ESTADOS UNIDOS - Um novo teste pode identificar o autismo em bebês já
nos primeiros meses de vida. Cientistas da Universidade de Emory, no
Estados Unidos, estão animados com a descoberta porque, quanto mais cedo
o transtorno é identificado, melhores as chances de sucesso do
tratamento. E o sinal está exatamente numa das principais dificuldades
do autista: a de olhar nos olhos.
Normalmente, o autismo é identificado em torno dos 5 anos. Neste
trabalho, eles conseguiram perceber marcadores presentes em bebês de 2 a
6 meses de vida, que mais tarde foram diagnosticados com o transtorno.
Quando a criança passa por uma intervenção antes dos 3 anos, há chances
de melhora de 80% nos sintomas.
- Existe uma janela de oportunidade devido à plasticidade do cérebro
da criança. Com a intervenção precoce, podemos diminuir radicalmente
sintomas como a deficiência intelectual, a dificuldade de linguagem e os
desafios comportamentais graves que podem tornar o autismo uma condição
potencialmente devastadora - defende um dos autores, o brasileiro Ami
Klin, diretor do Marcus Autism Center, nos EUA.
Mas o diagnóstico precoce é um dos principais desafios, especialmente
no Brasil. Segundo informações do livro “Retratos do Autismo”, lançado
pelo governo federal, estima-se que existam 1,1 milhão de autistas no
país, menos de 1% da população. Só no Sudeste, são quase 500 mil, e
apenas 106 instituições de tratamento, que atendem 3.280 pessoas -
seriam necessárias quase 40 mil unidades para atender a todos.
O novo estudo publicado na "Nature" investigou dois grupos de
recém-nascidos: um com alto e outro com baixo risco de desenvolver o
espectro autista, grupo integrado pelo que antes era conhecido como
síndromes de Asperger, de Rett, desintegrativa da infância e o autismo
clássico.
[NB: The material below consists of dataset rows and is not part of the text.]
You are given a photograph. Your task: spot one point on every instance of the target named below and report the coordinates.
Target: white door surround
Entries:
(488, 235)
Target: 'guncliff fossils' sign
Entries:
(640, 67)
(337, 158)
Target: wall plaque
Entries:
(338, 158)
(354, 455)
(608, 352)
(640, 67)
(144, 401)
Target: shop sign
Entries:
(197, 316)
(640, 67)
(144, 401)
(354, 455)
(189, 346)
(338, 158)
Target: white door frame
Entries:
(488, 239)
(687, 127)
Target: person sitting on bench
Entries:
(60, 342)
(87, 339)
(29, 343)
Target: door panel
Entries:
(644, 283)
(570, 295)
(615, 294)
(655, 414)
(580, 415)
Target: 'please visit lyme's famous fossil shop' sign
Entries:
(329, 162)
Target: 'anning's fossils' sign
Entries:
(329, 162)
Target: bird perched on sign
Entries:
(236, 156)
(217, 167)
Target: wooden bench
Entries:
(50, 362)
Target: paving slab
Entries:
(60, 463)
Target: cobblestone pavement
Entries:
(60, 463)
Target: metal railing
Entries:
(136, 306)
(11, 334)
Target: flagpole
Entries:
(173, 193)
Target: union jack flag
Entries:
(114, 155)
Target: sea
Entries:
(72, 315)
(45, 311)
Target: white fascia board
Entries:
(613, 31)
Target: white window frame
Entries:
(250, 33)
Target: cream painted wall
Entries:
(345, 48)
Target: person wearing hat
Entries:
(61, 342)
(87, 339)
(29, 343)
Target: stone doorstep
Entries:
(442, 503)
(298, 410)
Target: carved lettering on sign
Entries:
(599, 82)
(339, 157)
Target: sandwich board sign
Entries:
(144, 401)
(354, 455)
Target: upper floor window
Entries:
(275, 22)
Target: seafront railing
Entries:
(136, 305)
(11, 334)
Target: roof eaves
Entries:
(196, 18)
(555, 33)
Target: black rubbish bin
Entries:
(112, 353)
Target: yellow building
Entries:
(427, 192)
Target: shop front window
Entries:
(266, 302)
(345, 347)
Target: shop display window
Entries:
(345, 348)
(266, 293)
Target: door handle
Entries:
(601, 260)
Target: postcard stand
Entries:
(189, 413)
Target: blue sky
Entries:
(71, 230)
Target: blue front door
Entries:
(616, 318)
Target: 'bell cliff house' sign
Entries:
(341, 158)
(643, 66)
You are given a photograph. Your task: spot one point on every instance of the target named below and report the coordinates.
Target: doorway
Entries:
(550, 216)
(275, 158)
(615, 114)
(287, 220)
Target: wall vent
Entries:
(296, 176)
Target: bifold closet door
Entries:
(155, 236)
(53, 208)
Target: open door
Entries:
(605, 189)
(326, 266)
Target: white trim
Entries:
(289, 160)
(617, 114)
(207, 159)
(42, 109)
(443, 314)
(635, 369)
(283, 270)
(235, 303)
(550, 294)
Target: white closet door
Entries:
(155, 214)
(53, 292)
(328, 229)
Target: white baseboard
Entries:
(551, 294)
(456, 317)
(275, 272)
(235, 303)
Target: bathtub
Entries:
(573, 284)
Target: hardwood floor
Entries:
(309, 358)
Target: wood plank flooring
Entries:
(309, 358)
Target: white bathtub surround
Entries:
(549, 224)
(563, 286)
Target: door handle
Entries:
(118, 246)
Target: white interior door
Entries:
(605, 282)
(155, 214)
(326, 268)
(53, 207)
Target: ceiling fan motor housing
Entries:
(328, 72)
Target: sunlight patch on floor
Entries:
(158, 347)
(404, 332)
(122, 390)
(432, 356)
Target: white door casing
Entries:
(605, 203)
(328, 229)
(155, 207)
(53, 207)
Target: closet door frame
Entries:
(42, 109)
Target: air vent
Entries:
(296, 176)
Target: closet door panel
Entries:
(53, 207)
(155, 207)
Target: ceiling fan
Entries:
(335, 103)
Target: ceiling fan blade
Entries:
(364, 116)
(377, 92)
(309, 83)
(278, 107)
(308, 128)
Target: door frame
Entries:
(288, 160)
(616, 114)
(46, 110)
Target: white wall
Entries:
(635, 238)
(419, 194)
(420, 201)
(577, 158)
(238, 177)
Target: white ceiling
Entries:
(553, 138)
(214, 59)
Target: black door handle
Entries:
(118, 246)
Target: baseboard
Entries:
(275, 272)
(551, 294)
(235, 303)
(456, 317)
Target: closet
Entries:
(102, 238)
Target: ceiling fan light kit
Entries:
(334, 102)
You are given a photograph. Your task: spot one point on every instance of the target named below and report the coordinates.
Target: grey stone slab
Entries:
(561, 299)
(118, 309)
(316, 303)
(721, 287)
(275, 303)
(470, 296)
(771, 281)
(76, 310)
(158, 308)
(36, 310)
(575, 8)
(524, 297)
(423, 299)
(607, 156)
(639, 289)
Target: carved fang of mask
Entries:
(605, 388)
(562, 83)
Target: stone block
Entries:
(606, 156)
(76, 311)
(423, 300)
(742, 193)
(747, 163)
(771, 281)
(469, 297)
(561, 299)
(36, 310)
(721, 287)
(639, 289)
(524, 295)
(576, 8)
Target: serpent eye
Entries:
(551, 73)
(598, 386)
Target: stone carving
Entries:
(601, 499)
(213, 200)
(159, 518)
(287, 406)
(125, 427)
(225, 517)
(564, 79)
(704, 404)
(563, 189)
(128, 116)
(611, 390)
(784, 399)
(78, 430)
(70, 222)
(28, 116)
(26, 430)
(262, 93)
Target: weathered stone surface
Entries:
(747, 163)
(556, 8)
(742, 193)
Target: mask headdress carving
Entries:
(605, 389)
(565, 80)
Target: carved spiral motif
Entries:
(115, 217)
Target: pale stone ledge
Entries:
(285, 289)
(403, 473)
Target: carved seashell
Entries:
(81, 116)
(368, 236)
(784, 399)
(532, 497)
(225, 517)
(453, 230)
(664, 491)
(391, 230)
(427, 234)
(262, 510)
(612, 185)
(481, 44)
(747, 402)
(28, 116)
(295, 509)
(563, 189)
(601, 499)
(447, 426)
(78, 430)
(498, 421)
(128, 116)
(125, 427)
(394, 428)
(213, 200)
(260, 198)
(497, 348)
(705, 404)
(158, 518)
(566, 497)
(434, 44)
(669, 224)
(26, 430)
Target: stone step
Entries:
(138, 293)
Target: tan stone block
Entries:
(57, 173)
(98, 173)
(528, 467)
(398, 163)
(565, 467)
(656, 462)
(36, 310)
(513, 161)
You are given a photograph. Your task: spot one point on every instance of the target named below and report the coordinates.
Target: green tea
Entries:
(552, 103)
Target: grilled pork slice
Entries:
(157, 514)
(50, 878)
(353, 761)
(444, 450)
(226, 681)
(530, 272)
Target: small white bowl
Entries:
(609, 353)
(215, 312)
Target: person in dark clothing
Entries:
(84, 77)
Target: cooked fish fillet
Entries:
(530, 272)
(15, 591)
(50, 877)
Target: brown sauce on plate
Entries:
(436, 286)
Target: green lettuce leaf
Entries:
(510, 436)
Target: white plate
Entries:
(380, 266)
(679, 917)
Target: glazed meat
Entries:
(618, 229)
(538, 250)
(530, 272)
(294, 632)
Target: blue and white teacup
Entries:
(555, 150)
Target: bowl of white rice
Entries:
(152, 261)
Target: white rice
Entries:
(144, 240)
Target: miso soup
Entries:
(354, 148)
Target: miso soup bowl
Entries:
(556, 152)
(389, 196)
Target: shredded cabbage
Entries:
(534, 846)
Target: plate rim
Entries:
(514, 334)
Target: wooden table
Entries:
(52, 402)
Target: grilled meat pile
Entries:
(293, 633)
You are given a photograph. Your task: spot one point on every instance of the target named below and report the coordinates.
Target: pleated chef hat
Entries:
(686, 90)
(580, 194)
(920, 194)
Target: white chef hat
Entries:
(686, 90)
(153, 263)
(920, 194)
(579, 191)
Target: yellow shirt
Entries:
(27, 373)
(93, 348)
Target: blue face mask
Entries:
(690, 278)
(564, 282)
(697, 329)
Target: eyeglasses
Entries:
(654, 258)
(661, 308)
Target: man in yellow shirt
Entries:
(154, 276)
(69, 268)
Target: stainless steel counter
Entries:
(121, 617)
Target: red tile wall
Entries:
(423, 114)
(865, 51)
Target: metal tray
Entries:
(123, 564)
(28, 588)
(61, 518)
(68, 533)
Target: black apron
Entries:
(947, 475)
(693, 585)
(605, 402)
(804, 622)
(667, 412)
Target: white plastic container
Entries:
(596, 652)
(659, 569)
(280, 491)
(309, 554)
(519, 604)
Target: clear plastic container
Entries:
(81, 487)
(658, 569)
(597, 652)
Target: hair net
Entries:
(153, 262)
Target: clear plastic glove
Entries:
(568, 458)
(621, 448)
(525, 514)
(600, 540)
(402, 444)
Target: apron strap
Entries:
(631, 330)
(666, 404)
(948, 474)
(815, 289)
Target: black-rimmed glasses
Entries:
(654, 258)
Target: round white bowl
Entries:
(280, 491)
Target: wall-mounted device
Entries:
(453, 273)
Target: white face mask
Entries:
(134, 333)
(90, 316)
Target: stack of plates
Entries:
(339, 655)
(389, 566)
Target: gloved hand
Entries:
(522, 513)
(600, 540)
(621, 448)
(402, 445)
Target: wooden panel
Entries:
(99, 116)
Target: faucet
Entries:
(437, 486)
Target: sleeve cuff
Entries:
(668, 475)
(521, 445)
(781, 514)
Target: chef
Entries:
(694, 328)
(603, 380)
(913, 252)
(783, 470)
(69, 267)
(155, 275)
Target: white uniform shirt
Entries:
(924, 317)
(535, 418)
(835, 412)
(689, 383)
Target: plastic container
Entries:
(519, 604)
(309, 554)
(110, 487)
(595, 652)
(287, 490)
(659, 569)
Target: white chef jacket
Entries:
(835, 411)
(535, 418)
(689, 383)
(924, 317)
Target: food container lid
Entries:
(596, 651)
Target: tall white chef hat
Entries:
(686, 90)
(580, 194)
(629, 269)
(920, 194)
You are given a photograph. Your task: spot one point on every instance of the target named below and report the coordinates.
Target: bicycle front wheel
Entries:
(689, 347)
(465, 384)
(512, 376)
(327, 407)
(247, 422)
Como há fatores genéticos relacionados, os recém-nascidos com
alto risco tinham algum irmão já diagnosticado com o transtorno, o que
aumenta as chances em até 20 vezes.
Do nascimento aos 3 anos
Os participantes foram acompanhados desde o nascimento até os 3 anos por meio da tecnologia de eye tracking
(técnica de acompanhamento do movimento ocular), numa versão adaptada
para recém-nascidos. A ideia era coletar dados sobre como eles
respondiam a estímulos sociais. Aos 3 anos, as crianças passaram por
avaliação médica. Aqueles diagnosticados com autismo já mostravam um
declínio de atenção para o olhar de outras pessoas desde os dois meses.
- O que nos surpreendeu foi que, embora as mudanças já estivessem em
curso, observamos mais capacidade de olhar nos olhos do que esperávamos
ver em recém-nascidos depois de diagnosticados com autismo - diz Warren
Jones, professor da Universidade de Emory.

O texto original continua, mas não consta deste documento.